The LA Times had a story this summer describing how the Karl Rove and the Republicans have a strategy of attacking the weakest candidate, thus leading Democrats to rally around him/her while growing distrustful of the stronger candidate. In 2004, they did this by attacking Kerry, the weaker candidate, in order to beat back the stronger candidate in Edwards.

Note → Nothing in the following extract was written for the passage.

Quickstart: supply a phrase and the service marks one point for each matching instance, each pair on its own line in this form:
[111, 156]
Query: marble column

http://www.washingtonpost.com/wp-dyn/content/blog/2007/08/20/BL2007082000872_pf.htmlWallsten recalls what Rove lieutenant Matthew Dowd apparently acknowledged during a conference at Harvard shortly after the 2004 election. During the primaries, Rove was considerably more afraid of then-Sen. John Edwards of North Carolina than of Sen. John Kerry of Massachusetts, Dowd said. "Whomever we attacked was going to be emboldened in Democratic primary voters' minds," Dowd said.
So they attacked Kerry.
Like deja vu, this year Rove and other Republicans have publicly attacked Hillary while avoiding talking about Obama or Edwards. A couple weeks ago, Karl Rove wrote a column offering Obama "unsolicited advice on how to defeat Hillary Clinton". And some pundits like
Joe Conason and
Earl Ofari Hutchinson took the bait, saying this showed that Rove and the Republicans thought Obama was the weaker candidate. How does that saying go: "Fool me once, shame on...shame on you. Fool me...you can't get fooled again."
Of course, I'm not saying that this proves the Republicans think Hillary is the weaker candidate. It's just as likely Rove and the Republicans are playing reverse reverse psychology now that the word is out on their prior tricks. The bottom line is that it's impossible to know. And really, why should we care what Rove or any of the Republicans think? I keep seeing people argue about who the Republicans fear. Why should it matter? Are they any smarter than us? If anything, it's the opposite. So maybe we should just focus on finding the best candidate instead of falling for these stupid Republican mind games.